# Implementation of a Pre-Trained Model (RoBERTa)

In [1]:
import pandas as pd
from transformers import RobertaTokenizer, RobertaForSequenceClassification, Trainer, TrainingArguments, pipeline
import torch
from torch.utils.data import Dataset, DataLoader




# Preprocess Data and Training

In [3]:
df = pd.read_csv('ML_Models/Propietary_Models/token_datasets.csv')

# String Conversion
df['Posts'] = df['Posts'].astype(str)

# Label Mapping
label_mapping = {'Positive': 0, 'Depression/Suicidal Thoughts': 1, 'Neutral': 2}
df['label'] = df['label'].map(label_mapping)

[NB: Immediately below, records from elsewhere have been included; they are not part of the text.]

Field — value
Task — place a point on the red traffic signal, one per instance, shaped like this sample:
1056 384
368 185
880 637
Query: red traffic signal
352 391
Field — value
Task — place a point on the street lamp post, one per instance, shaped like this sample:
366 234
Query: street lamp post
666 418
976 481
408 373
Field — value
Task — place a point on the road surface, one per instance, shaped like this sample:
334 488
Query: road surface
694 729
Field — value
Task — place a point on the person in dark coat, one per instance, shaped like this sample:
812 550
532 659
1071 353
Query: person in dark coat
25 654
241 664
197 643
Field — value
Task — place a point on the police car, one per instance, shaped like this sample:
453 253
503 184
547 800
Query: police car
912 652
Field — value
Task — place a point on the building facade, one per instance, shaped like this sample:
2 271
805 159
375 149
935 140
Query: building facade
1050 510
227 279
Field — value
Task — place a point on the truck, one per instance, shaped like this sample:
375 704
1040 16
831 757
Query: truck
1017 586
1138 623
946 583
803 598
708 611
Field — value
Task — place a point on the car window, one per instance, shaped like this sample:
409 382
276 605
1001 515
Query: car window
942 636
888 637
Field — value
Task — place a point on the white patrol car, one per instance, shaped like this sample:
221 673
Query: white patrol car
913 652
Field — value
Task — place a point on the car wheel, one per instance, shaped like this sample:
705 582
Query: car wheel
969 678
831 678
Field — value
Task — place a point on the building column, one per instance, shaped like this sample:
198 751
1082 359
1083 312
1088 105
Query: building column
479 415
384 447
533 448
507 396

# Load pre-trained RoBERTa model and tokenizer
tokenizer = RobertaTokenizer.from_pretrained('roberta-base', clean_up_tokenization_spaces=True)
model = RobertaForSequenceClassification.from_pretrained('roberta-base', num_labels=3)

# Preprocess Data
# Tokenize the input texts
inputs = tokenizer(list(df['Posts']), padding=True, truncation=True, return_tensors='pt')

# Get labels
labels = torch.tensor(df['label'].values, dtype=torch.long)

# Create a PyTorch Dataset
class CustomDataset(torch.utils.data.Dataset):
    def __init__(self, encodings, labels):
        self.encodings = encodings
        self.labels = labels

    def __getitem__(self, idx):
        item = {key: val[idx].clone().detach() for key, val in self.encodings.items()}
        item['labels'] = self.labels[idx].clone().detach()
        return item

    def __len__(self):
        return len(self.labels)

dataset = CustomDataset(inputs, labels)

# Define training arguments
training_args = TrainingArguments(
    output_dir='./results',
    num_train_epochs=3,
    per_device_train_batch_size=8,
    per_device_eval_batch_size=8,
    warmup_steps=500,
    weight_decay=0.01,
    logging_dir='./logs',
    eval_strategy="epoch",
)

# Initialize the Trainer
trainer = Trainer(
    model=model,
    args=training_args,
    train_dataset=dataset,
)

# Train the model
try:
    trainer.train()
except Exception as e:
    print("Error during training:", e)


Some weights of RobertaForSequenceClassification were not initialized from the model checkpoint at roberta-base and are newly initialized: ['classifier.dense.bias', 'classifier.dense.weight', 'classifier.out_proj.bias', 'classifier.out_proj.weight']
You should probably TRAIN this model on a down-stream task to be able to use it for predictions and inference.


  0%|          | 0/780 [00:00<?, ?it/s]